Video game group weighs in on the R18 debate

The Interactive Games and Entertainment Association has thrown its hat in the ring on the ongoing debate about whether Australia should have a adult classification for video games, by writing a submission to the Attorney-General’s office.

The iGEA, which represents platform holders, publishers and distributors; has appealed for an R18+ classification to cater to the maturing gaming population and ensure consistent classification amongst other forms of entertainment.

According to Ron Curry, CEO of the iGEA, there is overwhelming support from the Australian population for an adult rating on video games.

“Australia needs an adult rating so adults can play games that are age appropriate for them and parents can make educated choices for their families based on clear, consistent guidelines,” he said.

“With the deadline for submissions closing on February 28, we urge the community to make their voices heard in support of an adult classification.”

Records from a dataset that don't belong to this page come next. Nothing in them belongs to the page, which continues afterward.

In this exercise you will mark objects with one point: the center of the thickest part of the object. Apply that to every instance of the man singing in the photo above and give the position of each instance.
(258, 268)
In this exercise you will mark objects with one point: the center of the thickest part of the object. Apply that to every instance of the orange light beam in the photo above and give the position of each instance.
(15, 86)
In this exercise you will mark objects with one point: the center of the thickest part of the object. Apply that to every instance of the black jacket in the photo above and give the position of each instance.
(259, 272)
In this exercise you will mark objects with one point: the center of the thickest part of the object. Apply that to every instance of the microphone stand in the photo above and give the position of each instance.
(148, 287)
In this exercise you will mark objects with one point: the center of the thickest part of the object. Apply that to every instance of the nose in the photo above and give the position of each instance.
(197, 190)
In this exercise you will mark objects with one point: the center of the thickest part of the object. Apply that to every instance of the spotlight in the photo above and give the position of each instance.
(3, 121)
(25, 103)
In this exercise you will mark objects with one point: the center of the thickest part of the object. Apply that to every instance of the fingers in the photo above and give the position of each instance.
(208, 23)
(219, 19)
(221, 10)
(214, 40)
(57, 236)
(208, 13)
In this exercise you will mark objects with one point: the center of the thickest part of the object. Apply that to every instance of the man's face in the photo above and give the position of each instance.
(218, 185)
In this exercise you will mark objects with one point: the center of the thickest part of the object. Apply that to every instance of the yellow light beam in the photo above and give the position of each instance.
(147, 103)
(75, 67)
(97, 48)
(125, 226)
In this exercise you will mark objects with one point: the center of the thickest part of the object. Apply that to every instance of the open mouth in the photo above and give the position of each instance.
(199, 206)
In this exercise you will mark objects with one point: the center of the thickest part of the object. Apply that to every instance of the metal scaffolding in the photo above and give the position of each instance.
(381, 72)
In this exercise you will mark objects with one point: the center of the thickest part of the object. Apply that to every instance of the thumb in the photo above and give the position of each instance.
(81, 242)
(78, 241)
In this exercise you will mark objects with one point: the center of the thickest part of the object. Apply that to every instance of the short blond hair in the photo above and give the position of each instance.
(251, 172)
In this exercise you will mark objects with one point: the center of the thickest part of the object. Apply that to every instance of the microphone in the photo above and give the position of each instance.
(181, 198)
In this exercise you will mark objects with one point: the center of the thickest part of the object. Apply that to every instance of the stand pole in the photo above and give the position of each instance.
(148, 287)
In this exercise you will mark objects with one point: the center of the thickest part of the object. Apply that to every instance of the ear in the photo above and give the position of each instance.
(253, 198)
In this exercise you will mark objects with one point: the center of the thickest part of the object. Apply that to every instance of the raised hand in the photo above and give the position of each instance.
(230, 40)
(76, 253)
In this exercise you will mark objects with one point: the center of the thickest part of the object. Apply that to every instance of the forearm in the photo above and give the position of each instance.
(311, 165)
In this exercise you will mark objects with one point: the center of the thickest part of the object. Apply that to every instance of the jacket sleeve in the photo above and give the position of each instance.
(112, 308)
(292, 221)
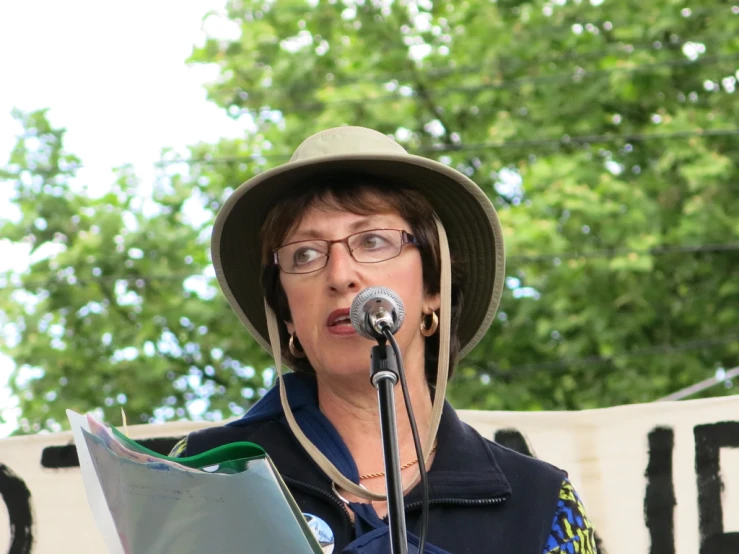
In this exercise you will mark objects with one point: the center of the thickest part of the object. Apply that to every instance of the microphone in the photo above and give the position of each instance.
(374, 309)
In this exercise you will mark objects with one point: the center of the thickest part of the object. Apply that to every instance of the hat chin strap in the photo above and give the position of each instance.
(441, 380)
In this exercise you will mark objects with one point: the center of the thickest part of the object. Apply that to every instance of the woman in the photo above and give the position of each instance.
(292, 247)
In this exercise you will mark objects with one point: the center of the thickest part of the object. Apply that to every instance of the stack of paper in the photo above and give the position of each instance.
(225, 501)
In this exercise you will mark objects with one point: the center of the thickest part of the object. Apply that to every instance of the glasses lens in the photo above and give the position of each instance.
(375, 245)
(302, 257)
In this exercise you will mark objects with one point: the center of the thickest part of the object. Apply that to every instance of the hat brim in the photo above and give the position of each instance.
(468, 216)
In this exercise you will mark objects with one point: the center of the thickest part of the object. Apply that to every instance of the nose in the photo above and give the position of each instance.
(341, 269)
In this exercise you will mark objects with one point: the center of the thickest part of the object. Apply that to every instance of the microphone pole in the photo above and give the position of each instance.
(384, 376)
(377, 313)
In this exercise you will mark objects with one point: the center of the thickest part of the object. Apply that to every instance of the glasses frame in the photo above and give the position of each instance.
(405, 238)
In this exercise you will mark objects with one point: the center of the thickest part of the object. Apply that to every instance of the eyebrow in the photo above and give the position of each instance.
(308, 234)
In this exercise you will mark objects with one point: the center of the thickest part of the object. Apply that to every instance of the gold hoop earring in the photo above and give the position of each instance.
(431, 329)
(295, 348)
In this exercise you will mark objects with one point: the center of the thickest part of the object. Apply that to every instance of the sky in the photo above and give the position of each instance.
(114, 75)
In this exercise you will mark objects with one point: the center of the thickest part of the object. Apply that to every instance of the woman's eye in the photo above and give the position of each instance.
(305, 255)
(373, 241)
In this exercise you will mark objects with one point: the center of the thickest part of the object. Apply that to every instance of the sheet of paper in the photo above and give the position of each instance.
(160, 508)
(93, 489)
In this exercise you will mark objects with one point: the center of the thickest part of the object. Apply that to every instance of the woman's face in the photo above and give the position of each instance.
(315, 298)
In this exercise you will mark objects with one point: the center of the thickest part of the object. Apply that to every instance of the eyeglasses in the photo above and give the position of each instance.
(366, 247)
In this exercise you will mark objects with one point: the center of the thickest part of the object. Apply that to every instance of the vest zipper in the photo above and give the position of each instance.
(320, 492)
(458, 501)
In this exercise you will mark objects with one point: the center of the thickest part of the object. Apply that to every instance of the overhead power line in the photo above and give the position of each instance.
(562, 140)
(701, 386)
(665, 349)
(526, 258)
(576, 75)
(504, 65)
(618, 252)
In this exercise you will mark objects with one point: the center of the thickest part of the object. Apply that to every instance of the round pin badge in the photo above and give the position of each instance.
(323, 533)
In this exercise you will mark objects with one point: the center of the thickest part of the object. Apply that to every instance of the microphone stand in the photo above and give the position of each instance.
(384, 376)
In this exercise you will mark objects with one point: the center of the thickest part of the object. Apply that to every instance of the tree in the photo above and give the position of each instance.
(603, 133)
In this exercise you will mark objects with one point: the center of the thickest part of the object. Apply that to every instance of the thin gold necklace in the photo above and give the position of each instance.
(382, 473)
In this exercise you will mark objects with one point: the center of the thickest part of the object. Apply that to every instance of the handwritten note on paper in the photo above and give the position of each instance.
(160, 508)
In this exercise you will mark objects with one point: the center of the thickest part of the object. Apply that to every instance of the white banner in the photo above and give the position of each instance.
(658, 478)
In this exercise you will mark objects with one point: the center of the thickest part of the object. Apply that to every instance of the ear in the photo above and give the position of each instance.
(431, 303)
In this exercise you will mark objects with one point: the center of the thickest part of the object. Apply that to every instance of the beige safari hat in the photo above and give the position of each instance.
(471, 223)
(466, 221)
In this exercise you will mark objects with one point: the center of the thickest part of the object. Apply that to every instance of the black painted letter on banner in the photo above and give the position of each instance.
(17, 498)
(659, 501)
(709, 439)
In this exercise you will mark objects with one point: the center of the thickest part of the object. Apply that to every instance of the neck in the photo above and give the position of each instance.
(352, 408)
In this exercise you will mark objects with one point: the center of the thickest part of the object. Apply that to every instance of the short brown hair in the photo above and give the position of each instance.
(359, 194)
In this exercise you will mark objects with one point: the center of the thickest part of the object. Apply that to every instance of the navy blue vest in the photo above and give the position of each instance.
(484, 498)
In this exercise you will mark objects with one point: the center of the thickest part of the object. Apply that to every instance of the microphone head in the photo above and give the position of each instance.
(371, 303)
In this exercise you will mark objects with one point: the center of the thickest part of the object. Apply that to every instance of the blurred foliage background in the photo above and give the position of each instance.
(604, 132)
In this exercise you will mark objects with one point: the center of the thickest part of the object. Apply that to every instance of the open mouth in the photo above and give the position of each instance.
(339, 318)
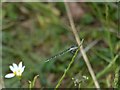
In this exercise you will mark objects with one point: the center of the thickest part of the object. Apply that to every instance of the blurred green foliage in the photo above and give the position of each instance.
(32, 32)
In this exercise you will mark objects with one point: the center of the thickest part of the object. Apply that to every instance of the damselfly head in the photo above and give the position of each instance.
(73, 49)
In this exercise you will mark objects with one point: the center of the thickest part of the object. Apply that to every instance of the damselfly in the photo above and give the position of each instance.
(72, 50)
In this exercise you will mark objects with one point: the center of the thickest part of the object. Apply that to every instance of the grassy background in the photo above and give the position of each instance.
(32, 32)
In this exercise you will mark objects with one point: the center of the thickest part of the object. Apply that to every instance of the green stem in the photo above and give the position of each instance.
(66, 70)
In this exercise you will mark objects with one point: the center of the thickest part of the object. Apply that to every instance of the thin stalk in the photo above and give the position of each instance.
(81, 49)
(66, 70)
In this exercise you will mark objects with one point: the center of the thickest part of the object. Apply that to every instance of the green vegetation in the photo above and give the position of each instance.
(33, 32)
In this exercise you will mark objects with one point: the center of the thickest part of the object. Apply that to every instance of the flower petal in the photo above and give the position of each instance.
(22, 69)
(10, 75)
(11, 68)
(15, 66)
(20, 65)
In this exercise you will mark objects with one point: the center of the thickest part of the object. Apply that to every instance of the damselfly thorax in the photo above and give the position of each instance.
(72, 50)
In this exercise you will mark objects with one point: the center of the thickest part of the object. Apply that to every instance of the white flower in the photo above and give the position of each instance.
(16, 70)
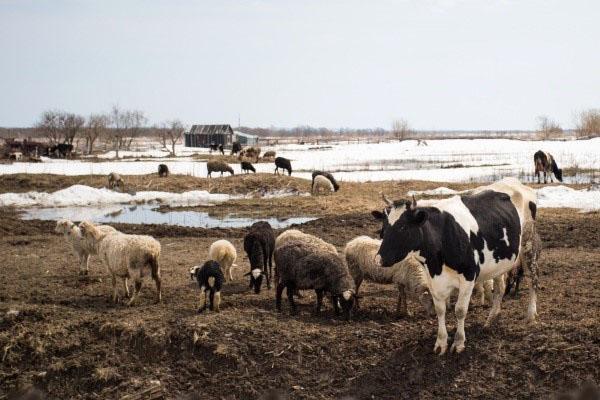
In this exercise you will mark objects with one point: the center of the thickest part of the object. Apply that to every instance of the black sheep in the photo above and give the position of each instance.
(299, 268)
(236, 147)
(259, 244)
(283, 163)
(246, 166)
(210, 279)
(327, 175)
(163, 170)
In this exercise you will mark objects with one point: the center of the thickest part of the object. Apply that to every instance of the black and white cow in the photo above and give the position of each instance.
(463, 240)
(544, 162)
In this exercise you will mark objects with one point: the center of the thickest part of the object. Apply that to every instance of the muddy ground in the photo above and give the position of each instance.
(59, 333)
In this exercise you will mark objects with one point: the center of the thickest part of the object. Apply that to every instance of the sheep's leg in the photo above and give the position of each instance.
(497, 299)
(217, 301)
(401, 308)
(115, 293)
(319, 300)
(290, 293)
(136, 290)
(202, 305)
(126, 287)
(465, 291)
(279, 292)
(441, 342)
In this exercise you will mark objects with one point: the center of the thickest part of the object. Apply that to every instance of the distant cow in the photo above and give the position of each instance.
(327, 175)
(236, 147)
(246, 166)
(163, 170)
(544, 162)
(462, 240)
(283, 163)
(62, 150)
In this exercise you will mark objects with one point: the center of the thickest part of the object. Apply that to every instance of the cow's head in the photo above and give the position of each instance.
(402, 233)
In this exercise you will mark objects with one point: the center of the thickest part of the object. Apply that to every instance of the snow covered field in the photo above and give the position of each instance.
(450, 160)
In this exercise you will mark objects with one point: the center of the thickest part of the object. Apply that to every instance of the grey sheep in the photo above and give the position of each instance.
(301, 268)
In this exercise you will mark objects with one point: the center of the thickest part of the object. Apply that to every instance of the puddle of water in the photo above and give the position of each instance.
(149, 214)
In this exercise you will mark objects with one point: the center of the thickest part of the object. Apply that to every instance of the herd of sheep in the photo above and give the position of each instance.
(301, 261)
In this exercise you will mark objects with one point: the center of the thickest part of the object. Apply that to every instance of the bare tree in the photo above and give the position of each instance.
(49, 126)
(588, 123)
(72, 125)
(547, 128)
(96, 127)
(401, 129)
(173, 132)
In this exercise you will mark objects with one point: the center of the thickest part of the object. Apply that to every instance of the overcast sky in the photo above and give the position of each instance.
(440, 64)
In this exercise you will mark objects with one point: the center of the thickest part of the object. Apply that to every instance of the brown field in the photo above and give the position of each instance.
(66, 339)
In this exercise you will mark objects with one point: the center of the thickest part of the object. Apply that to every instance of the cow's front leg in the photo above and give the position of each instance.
(441, 343)
(497, 299)
(465, 291)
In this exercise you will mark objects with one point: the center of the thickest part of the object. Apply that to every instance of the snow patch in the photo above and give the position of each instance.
(81, 195)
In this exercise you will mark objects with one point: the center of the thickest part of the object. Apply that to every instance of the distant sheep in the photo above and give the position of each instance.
(301, 268)
(327, 175)
(218, 166)
(126, 256)
(115, 180)
(83, 248)
(163, 170)
(223, 252)
(283, 163)
(210, 279)
(321, 183)
(246, 166)
(409, 276)
(236, 147)
(269, 154)
(259, 244)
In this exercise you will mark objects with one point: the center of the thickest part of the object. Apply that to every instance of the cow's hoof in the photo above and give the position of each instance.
(440, 347)
(457, 347)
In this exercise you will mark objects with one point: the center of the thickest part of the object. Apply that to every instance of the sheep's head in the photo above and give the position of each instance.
(89, 231)
(347, 302)
(63, 226)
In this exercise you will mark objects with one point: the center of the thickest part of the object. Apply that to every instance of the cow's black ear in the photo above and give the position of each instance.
(420, 217)
(377, 214)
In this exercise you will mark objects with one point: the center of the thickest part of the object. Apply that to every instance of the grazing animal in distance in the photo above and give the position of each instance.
(544, 162)
(163, 170)
(259, 244)
(115, 180)
(126, 257)
(83, 248)
(283, 163)
(223, 252)
(301, 268)
(327, 175)
(210, 279)
(247, 166)
(269, 154)
(236, 147)
(463, 239)
(321, 183)
(218, 166)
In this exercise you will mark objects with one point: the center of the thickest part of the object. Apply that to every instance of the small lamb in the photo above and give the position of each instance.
(210, 279)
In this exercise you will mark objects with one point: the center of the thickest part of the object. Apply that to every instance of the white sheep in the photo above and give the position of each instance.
(296, 235)
(126, 256)
(320, 182)
(223, 252)
(83, 248)
(409, 275)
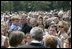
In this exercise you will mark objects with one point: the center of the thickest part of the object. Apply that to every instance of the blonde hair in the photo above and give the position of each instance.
(50, 41)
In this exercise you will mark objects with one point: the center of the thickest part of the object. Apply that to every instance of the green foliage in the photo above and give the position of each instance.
(34, 5)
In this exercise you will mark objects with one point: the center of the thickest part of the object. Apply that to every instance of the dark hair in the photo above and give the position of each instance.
(16, 38)
(50, 42)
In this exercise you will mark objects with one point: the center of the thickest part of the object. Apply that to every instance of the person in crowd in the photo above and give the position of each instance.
(50, 42)
(16, 38)
(37, 36)
(63, 28)
(15, 23)
(67, 43)
(25, 26)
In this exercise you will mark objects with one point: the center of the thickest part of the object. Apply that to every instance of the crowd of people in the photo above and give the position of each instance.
(36, 29)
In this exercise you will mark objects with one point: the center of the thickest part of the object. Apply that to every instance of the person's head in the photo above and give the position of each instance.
(28, 37)
(36, 33)
(67, 43)
(52, 29)
(23, 18)
(63, 26)
(40, 21)
(4, 28)
(4, 42)
(15, 19)
(50, 42)
(33, 22)
(16, 38)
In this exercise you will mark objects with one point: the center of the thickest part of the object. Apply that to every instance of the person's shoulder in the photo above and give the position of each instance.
(25, 46)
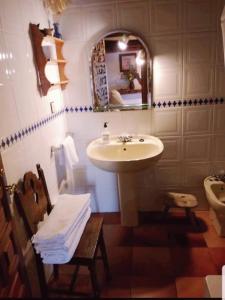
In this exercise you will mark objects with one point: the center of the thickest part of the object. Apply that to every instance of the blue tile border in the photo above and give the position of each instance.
(20, 134)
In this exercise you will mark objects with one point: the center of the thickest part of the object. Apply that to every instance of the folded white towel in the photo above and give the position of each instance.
(62, 257)
(62, 219)
(70, 152)
(49, 247)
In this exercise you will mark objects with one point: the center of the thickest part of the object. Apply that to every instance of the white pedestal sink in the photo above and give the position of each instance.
(125, 159)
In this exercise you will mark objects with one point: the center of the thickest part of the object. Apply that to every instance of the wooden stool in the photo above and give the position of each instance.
(184, 201)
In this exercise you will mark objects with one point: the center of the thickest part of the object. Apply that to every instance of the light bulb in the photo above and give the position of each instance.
(122, 45)
(140, 59)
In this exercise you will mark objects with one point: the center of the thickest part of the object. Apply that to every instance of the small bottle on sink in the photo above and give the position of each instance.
(105, 133)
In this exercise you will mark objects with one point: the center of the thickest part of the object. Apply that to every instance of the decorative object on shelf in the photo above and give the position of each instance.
(57, 34)
(49, 60)
(56, 6)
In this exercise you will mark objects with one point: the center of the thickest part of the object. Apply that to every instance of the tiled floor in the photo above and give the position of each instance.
(157, 259)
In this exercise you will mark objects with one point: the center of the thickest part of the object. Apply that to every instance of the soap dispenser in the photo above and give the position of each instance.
(105, 133)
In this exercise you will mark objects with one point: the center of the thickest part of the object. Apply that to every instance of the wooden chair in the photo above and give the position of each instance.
(33, 202)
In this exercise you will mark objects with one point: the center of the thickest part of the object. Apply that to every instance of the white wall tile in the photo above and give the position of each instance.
(73, 19)
(167, 51)
(166, 84)
(194, 173)
(219, 119)
(172, 149)
(218, 167)
(219, 82)
(218, 151)
(168, 175)
(199, 15)
(198, 81)
(199, 48)
(165, 16)
(99, 19)
(133, 16)
(197, 120)
(11, 16)
(9, 122)
(167, 122)
(196, 148)
(219, 48)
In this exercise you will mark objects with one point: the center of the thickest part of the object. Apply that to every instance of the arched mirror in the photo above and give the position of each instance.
(121, 72)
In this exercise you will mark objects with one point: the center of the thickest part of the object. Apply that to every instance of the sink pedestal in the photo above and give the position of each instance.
(127, 198)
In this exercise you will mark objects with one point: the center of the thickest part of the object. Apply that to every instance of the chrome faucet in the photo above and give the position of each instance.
(125, 138)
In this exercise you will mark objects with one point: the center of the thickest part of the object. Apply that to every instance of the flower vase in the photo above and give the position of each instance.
(57, 34)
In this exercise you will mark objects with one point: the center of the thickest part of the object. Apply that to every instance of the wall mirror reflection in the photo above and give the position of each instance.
(121, 72)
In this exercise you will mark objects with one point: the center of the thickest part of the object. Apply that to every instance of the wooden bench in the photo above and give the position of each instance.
(33, 202)
(182, 201)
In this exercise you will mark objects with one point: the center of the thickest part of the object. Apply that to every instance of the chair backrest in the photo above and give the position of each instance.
(33, 202)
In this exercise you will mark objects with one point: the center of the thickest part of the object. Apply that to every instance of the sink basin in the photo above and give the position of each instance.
(116, 156)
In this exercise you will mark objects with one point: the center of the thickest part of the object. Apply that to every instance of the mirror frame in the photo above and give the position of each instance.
(110, 107)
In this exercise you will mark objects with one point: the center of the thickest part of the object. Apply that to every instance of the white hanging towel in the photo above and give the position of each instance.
(70, 152)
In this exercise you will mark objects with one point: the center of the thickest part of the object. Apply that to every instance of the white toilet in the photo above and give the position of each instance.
(215, 193)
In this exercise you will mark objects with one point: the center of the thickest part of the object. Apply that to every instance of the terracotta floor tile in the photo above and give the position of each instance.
(117, 235)
(118, 287)
(190, 262)
(151, 262)
(204, 216)
(111, 218)
(150, 235)
(213, 239)
(120, 260)
(190, 287)
(145, 287)
(186, 239)
(218, 257)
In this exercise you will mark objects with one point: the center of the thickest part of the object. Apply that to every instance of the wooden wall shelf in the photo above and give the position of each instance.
(48, 50)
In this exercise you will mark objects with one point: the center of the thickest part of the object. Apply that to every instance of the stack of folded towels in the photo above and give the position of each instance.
(58, 236)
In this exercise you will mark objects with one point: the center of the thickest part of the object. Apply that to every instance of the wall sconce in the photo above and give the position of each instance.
(140, 59)
(122, 43)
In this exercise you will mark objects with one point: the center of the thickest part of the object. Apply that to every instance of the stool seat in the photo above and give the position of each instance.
(181, 200)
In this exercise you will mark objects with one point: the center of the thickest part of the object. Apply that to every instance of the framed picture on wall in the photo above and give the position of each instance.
(127, 62)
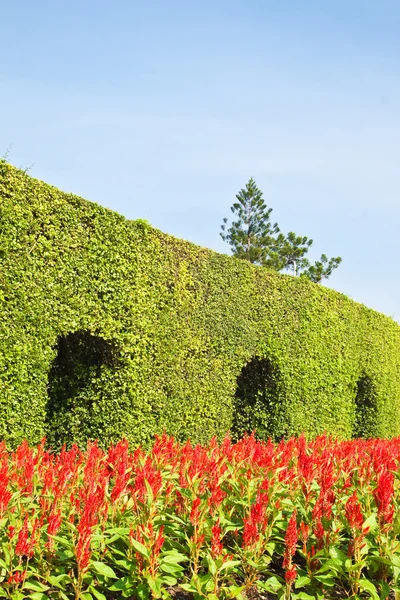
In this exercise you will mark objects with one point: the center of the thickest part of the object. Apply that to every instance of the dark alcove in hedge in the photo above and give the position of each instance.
(73, 387)
(257, 405)
(365, 423)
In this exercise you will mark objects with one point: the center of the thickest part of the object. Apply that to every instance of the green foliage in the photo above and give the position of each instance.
(159, 332)
(252, 238)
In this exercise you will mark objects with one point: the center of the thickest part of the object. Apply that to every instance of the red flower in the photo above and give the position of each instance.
(194, 514)
(290, 575)
(383, 497)
(216, 544)
(353, 512)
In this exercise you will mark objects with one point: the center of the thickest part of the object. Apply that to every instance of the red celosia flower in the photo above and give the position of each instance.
(291, 538)
(158, 542)
(23, 546)
(353, 512)
(290, 574)
(383, 497)
(250, 532)
(216, 544)
(194, 514)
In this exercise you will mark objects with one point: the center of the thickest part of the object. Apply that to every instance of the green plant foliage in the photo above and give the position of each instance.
(159, 331)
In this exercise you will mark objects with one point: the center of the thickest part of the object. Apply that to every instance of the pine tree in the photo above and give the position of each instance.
(322, 269)
(251, 235)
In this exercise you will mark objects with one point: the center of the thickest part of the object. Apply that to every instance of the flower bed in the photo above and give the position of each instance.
(294, 520)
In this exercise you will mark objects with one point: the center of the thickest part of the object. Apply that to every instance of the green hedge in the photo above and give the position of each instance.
(110, 328)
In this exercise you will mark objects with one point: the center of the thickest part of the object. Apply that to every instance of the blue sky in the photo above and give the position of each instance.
(163, 110)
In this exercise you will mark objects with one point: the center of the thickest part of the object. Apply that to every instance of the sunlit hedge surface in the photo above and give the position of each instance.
(110, 328)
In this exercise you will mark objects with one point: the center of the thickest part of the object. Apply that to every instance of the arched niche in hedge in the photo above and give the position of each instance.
(258, 401)
(76, 386)
(366, 408)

Currently Australia is the only Western country in the world without an adult classification for video games, with the current maximum sitting at MA15+. This proves a problem for gamers due to the fact that many games have to be watered down just to get released, and in some cases games get completely banned.

The iGEA collated several results from polls carried out around the country and found that support was overwhelmingly in favour of an amended classification system.

According to the results, 95.5 per cent of respondents in a News Limited poll voted for an R18+ classification and 4 per cent voted against it, a Fairfax poll  also highlighted 97 per cent of respondents thought a R18+ rating should be introduced.

In addition to this, the Channel 7 Sunrise program revealed a 97 per cent support for the rating and a Bond University report was also very one-sided with a score of 91 per cent.

“An R18+ classification is essential to protect consumers whilst providing them with the full information to make educated decisions about their entertainment choices,” said Curry.

If you would like to sign the petition for an R18+ classification for video games, visit http://www.growupaustralia.com or directly at the Attorney-General’s Department at http://www.ag.gov.au/gamesclassification.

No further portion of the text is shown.